No, you can not see the content of the tensor without running the graph (doing session.run()). The only things you can see are:

  • the dimensionality of the tensor (but I assume it is not hard to calculate it for the list of the operations that TF has)
  • type of the operation that will be used to generate the tensor (transpose_1:0, random_uniform:0)
  • type of elements in the tensor (float32)

I have not found this in documentation, but I believe that the values of the variables (and some of the constants are not calculated at the time of assignment).


Take a look at this example:

import tensorflow as tf
from datetime import datetime
dim = 7000

The first example where I just initiate a constant Tensor of random numbers run approximately the same time irrespectibly of dim (0:00:00.003261)

startTime = datetime.now()
m1 = tf.truncated_normal([dim, dim], mean=0.0, stddev=0.02, dtype=tf.float32, seed=1)
print datetime.now() - startTime

In the second case, where the constant is actually gets evaluated and the values are assigned, the time clearly depends on dim (0:00:01.244642)
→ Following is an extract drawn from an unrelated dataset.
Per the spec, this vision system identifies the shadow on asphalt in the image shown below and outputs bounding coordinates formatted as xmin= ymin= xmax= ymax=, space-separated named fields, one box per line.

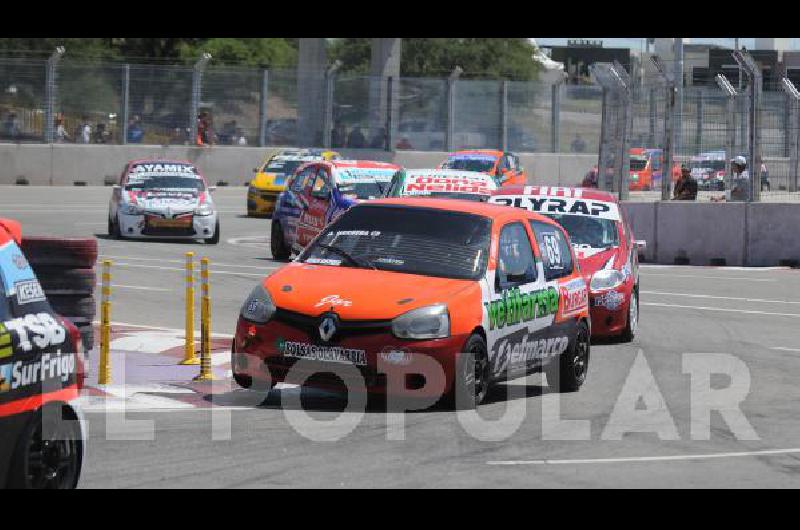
xmin=203 ymin=382 xmax=549 ymax=414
startTime = datetime.now()
m1 = tf.truncated_normal([dim, dim], mean=0.0, stddev=0.02, dtype=tf.float32, seed=1)
sess = tf.Session()
sess.run(m1)
print datetime.now() - startTime

And you can make it more clear by calculating something (d = tf.matrix_determinant(m1), keeping in mind that the time will run in O(dim^2.8))

P.S. I found were it is explained in documentation:

A Tensor object is a symbolic handle to the result of an operation, but does not actually hold the values of the operation's output.